Henriette de France, fille de Henri IV, fut mariée, le 11 mai 1625, avec Charles Ier, roi d'Angleterre, qui périt sur l'échafaud, et la vie de cette reine fut un long enchaînement de douleurs.
Les noces de Marie-Antoinette d'Autriche et du duc de Berry, depuis Louis XVI, furent célébrées à Paris le 16 mai 1770, et l'on sait à quelles infortunes la Révolution française vint livrer ces augustes époux.
Noces réchauffées.
Cette expression par laquelle on désigne les secondes noces est traduite de celle du moyen âge maritagia recalefacta, qui s'employait dans le même sens.
Ces secondes noces étaient décriées même chez les païens.

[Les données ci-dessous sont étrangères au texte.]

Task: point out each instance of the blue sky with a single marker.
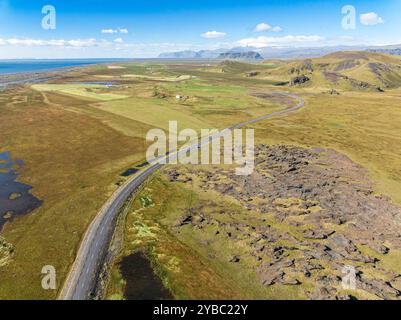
(131, 28)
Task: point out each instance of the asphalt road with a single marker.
(82, 278)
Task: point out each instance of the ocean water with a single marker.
(22, 66)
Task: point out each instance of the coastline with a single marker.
(38, 76)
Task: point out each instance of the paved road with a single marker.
(82, 278)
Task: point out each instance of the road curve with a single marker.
(82, 277)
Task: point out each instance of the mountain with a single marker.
(344, 70)
(189, 54)
(281, 53)
(248, 55)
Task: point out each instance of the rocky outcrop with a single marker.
(318, 213)
(299, 80)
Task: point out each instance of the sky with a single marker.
(144, 29)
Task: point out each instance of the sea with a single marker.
(36, 65)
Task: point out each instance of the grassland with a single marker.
(361, 124)
(90, 91)
(76, 139)
(191, 264)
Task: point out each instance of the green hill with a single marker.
(342, 70)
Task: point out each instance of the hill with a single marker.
(351, 70)
(248, 55)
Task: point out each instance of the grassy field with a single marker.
(90, 91)
(193, 264)
(76, 140)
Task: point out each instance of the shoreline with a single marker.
(18, 78)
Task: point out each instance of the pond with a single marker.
(141, 281)
(15, 197)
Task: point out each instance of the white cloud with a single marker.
(277, 29)
(371, 19)
(262, 27)
(77, 43)
(123, 30)
(267, 27)
(109, 31)
(113, 31)
(262, 42)
(213, 35)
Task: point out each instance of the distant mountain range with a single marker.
(251, 53)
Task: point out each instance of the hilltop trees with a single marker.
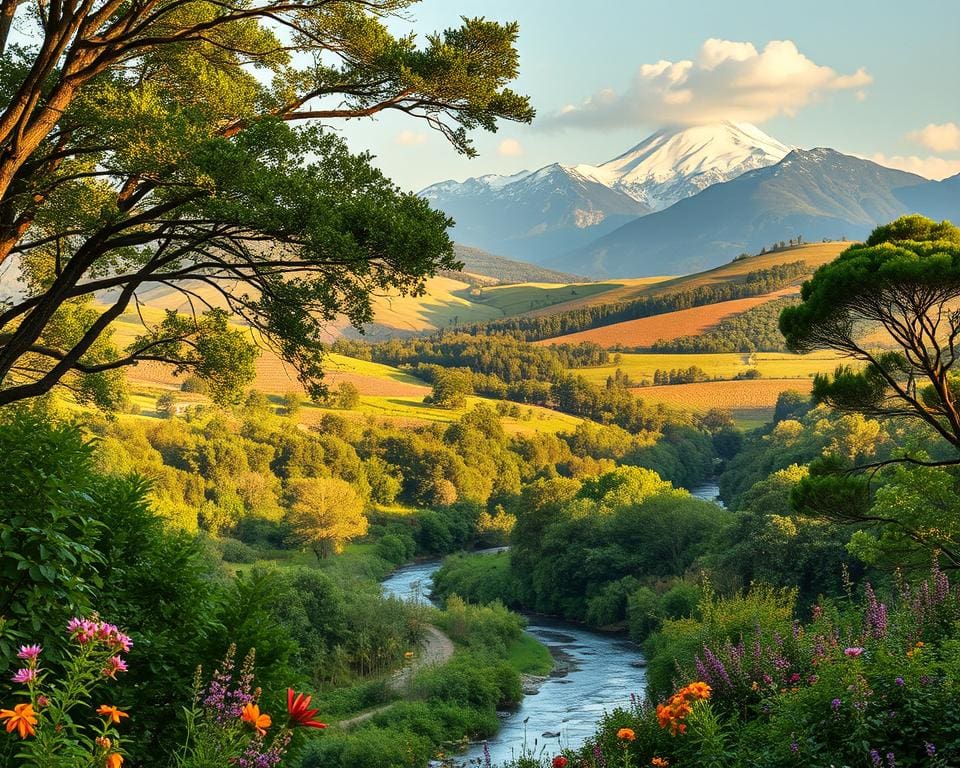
(905, 279)
(165, 143)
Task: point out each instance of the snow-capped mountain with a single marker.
(817, 193)
(675, 163)
(537, 215)
(532, 215)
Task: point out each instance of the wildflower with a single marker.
(252, 716)
(113, 714)
(29, 652)
(21, 718)
(25, 676)
(300, 714)
(114, 664)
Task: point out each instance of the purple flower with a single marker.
(24, 676)
(29, 652)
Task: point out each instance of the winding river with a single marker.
(604, 671)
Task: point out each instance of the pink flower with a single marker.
(114, 664)
(29, 652)
(24, 676)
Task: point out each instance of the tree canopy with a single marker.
(891, 303)
(182, 146)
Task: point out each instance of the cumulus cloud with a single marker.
(411, 138)
(729, 80)
(938, 138)
(929, 167)
(510, 148)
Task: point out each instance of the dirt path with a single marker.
(436, 649)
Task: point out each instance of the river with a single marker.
(604, 671)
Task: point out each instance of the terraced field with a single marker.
(772, 365)
(645, 331)
(751, 402)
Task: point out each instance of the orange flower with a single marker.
(21, 718)
(113, 714)
(251, 715)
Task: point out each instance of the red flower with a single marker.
(299, 712)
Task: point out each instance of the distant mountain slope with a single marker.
(675, 163)
(532, 216)
(936, 199)
(818, 193)
(501, 270)
(536, 216)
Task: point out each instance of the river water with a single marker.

Valère Maxime (liv. II, ch. XI) dit que les femmes qui les contractaient ne pouvaient toucher la statue de la chasteté ou de la fortune féminine, et n'étaient pas conduites en cérémonie chez les maris.
On connaît ce vers de Martial (Épigr. VI, 7):
Quæ nubit toties, non nubit, adultera lege est.
Se marier si souvent ce n'est point se marier; c'est être légalement adultère.